With a multitude of my students, education was not necessarily important in their family or culture. Just the other day, my dad was talking with an older hispanic woman he works with. She had been born in Mexico and only received a basic education. She has two teenage sons, and the one who is turning 18 had never thought about college. What he does think about is working with horses, something he realized he will have a lot better chance of doing if he goes to college. My dad told the woman about all of the scholarships her son would be eligible for - first generation to go to college, 'minority' scholarships, etc. He told her to get her son to go the counselor and find out more about them, to go online and apply for as many as he could.

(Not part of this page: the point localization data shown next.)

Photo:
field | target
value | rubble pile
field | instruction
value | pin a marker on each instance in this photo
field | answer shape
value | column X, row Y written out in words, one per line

She was very grateful and asked him to tell her more about this stuff - she had little to no knowledge about any of it. It's not that she doesn't want the best for her kids, it's just that she never had anyone to teach her about this stuff. When I think about how much my parents helped me - excuse me, help me - I can't imagine doing it without them. From pushing me in school to helping me apply for scholarships or FASFA or taxes, my parents have always been there. Even just the family norm that college was something we were going to do, there was never a question about it, helped to make me the person I am today.

Then I think about the luck that it took for me to be born in the developed world at all. In Cameroon, where I'll be going for the Peace Corps, half the population is under 18, the life expectancy is only mid-50s, a third of the population is illiterate, and 1 in 20 people have HIV/AIDS. At my research assistant job I've been reading weekly situation updates from the height of the Sri Lankan civil war, about how many tens of thousands of people were displaced. My gigantic Sisk paper is on Cote d'Ivoire's civil war, in a country that has been in periodic conflict since 1999.

At the African Community Center I've been working with refugees, mostly from Burma. The chances of them going from where they start in America - a few thousand in debt to the International Organization for Migration - to their own house with a couple of cars, is incredibly low. Are they less intelligent or less hard-working? I doubt it. I can't imagine the courage and tenacity it must take to not only leave your own country to live in a refugee camp, but then fly across the world to a country that has a different language and different culture.

Sure, a lot of where you end up in life depends on you - your work ethic, your decisions, the directions you take - but a lot also depends on where you started and the people around you. Even people who own huge companies and make tons of money can't say they've done it by themselves. No matter how independent they are those companies would not exist without the roads and electricity, the workers and the schools that they were taught in. I don't understand fighting for lower taxes then there are already, what's wrong with giving back to the community, country, and world that has given those who are successful so much? To me the American Dream is of a country where everyone is given the opportunity to succeed, where those who have become successful strive to help others have the opportunity to do the same.

While I agree with part of what Dr. Ellis said, that it is important to take responsibility for where you are in life, I think it should be continued. Maybe an addendum: "And no matter what that destiny is, help your fellow human and make sure that the world is better for your having lived in it." Or something like that, I don't quite have the style to articulate my thoughts as well as Al.